Friday, March 13, 2015

Perfect Prime Rib Roast - Easy Recipe! Cooking


Pictures and detailed recipe: http://ift.tt/17HBTyn


Traditionally, prime rib is first seared on the stove or in a super hot oven. Skip this step, it leads to a tough, over-cooked exterior. Instead, slow roast the prime rib and then crank the heat at the end to produce a beautiful crust with a roast cooked perfectly the whole way through. Second tip: cut the bone from the rib roast before cooking then tie the roast back together with butcher twine. It is much easier to do this with the raw roast. And of course, in Alberta - we only eat it rare. Anything else is blasphemous.


Ingredients


3-bone prime rib roast (6-8 lbs)


olive oil


For the rub:


2 tablespoons kosher salt


2 tablespoons ground black pepper


4 garlic cloves, finely chopped


1 tablespoon oregano


1 teaspoon thyme


Directions




  1. The night before, make a rub by combining the salt, pepper, garlic, oregano and thyme in a bowl. Take prime rib out of refrigerator and bathe in olive oil. Cover the roast in your rub, being sure to massage it into the meat. Cover in plastic wrap and place in refrigerator over night.
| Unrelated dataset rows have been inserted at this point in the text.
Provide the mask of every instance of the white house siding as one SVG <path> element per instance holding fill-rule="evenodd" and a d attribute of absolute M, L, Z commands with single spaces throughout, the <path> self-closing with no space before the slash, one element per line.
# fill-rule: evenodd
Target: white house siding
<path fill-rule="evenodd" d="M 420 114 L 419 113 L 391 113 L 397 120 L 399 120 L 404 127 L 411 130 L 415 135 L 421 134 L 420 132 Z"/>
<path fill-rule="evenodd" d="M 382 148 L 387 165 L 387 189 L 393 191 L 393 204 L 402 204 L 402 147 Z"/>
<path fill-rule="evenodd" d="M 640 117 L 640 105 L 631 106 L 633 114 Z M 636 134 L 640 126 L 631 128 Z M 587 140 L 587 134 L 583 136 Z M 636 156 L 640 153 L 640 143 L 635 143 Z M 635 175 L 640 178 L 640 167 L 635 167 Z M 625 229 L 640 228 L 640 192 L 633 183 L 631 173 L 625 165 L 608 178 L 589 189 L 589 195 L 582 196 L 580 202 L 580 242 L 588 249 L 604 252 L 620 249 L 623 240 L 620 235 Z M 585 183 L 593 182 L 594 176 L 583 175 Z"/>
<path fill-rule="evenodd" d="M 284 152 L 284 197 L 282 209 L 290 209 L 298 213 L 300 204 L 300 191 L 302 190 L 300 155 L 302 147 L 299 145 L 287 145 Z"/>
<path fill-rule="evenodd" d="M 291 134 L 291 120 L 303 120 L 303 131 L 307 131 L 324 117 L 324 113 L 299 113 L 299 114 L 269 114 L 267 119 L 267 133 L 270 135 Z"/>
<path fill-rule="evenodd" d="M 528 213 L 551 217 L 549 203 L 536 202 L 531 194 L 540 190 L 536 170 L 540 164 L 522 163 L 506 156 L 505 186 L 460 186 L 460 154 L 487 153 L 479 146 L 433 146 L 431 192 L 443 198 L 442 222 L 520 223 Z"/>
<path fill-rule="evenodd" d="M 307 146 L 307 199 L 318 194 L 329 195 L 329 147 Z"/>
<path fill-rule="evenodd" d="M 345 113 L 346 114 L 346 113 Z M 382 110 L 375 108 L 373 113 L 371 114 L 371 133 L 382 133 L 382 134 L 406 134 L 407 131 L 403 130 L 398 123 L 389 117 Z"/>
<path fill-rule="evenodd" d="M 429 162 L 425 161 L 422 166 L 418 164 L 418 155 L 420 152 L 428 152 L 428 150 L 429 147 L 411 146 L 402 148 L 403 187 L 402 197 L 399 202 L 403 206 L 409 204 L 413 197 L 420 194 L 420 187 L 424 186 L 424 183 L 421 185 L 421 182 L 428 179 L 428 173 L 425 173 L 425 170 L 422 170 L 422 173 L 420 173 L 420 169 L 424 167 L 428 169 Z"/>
  2. Take the roast out of fridge 1-2 hours before cooking. Place in a roasting pan, bone-side down with fat-cap facing up. This will help keep the prime rib moist. Preheat your oven to 225 F.




  3. Roast until an instant read thermometer registers 118 F (for rare) and remove from the oven (up to 4 hours... patience is a virtue). CRANK your oven to 450 F and when pre-heated, place roast back in oven for 8-15 minutes until you have a golden crust. Remove from oven & tent with aluminum foil for 30 minutes.




  4. Slice the prime rib and serve with au jus and horseradish sauce. Be happy.